The three vessels eventually reunited at the Helford River, just a few miles short of the finish line and one day ahead of the planned schedule.
“The last short leg was a beautiful beam reach to Falmouth and it was a fantastic sail in brilliant sunshine. We were circling Spirit and the crews were laughing and joking and excited to be almost home. When we reached Falmouth Harbour the welcome was overwhelming with crowds of well-wishers on the quay. I’ve travelled the world but never been welcomed home before. It felt heart-warming to be part of a bigger team.

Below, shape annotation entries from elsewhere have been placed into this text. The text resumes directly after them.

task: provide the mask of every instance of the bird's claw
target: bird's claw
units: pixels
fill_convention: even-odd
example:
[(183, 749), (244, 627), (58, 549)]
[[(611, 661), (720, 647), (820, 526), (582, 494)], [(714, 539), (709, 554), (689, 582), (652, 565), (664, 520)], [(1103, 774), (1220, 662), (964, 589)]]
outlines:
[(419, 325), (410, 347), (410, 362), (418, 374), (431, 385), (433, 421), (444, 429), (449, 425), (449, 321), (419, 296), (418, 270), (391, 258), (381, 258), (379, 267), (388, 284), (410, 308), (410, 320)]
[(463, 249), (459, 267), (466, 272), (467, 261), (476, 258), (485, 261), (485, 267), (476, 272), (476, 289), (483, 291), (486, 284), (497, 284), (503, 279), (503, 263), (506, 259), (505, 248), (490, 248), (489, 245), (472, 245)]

“As we approached the harbour smaller boats came out to meet us, blowing their horns and waving hello. It was a great feeling and it felt like a huge achievement, not only for reaching the finish line but also as a huge milestone in my own personal journey with Turn to Starboard.
Although I had passed my Yachtmaster exam, I felt like I had put my trade into practice and I was finally a competent sailor. What I also remember is the happy faces of the crew, many of who may not have smiled liked that since leaving the military. They had achieved something remarkable and that alone made the whole voyage worthwhile.”
Looking back on the trip, Dan felt the expedition helped him regain his confidence and rebuild his life. “On reflection the voyage showed me that I had become a professional sailor and people had depended on my leadership skills. The expedition has shown me that I can achieve results outside of the military and now have a new career to focus on. Although I still have plenty to learn I’m in a good place and looking forward to what the future holds.”
Since returning home Dan has splashed out and purchased a 7-year-old Petrel 30, which he now lives aboard at the local marina. He was also offered a permanent job with the charity as a sailing instructor, helping to pass on his skills to veterans in similar situations.
“I was over the moon when I was offered the job full time,” he says. “Not only did the course help me to rebuild my confidence, I felt like I was finally starting to fit in to civilian life. When I was a Royal Marine I was at the top of my game, I knew what I was doing and felt valued, but when I was discharged it felt like I wasn’t any use to any one. Now I’m up there at the top again and the charity has helped me to learn new skills, forge new friendships and experience adventure. I feel very grateful for the opportunity and pleased I got in touch.”
About Turn to Starboard
Turn to Starboard is a charity using sail training to support Armed Forces personnel affected by military operations. It was created from the personal experiences of its founder, Squadron Leader (retired) Shaun Pascoe. A keen sailor, he had noticed the calming effects of the sea and began providing sailing opportunities for others. In 2012 he set up the charity to help those in similar situations.
“There is something really quite special about sailing,” says Shaun. “It can provide a therapeutic and calming effect and when you’re out at sea there is nothing to trigger the unwelcome memories that are associated with past traumatic experiences.”
The charity’s support does not just stop at the individual. They also offer skippered sailing trips to Service families affected by military operations, with trips along the picturesque Cornish coast and to the Isles of Scilly.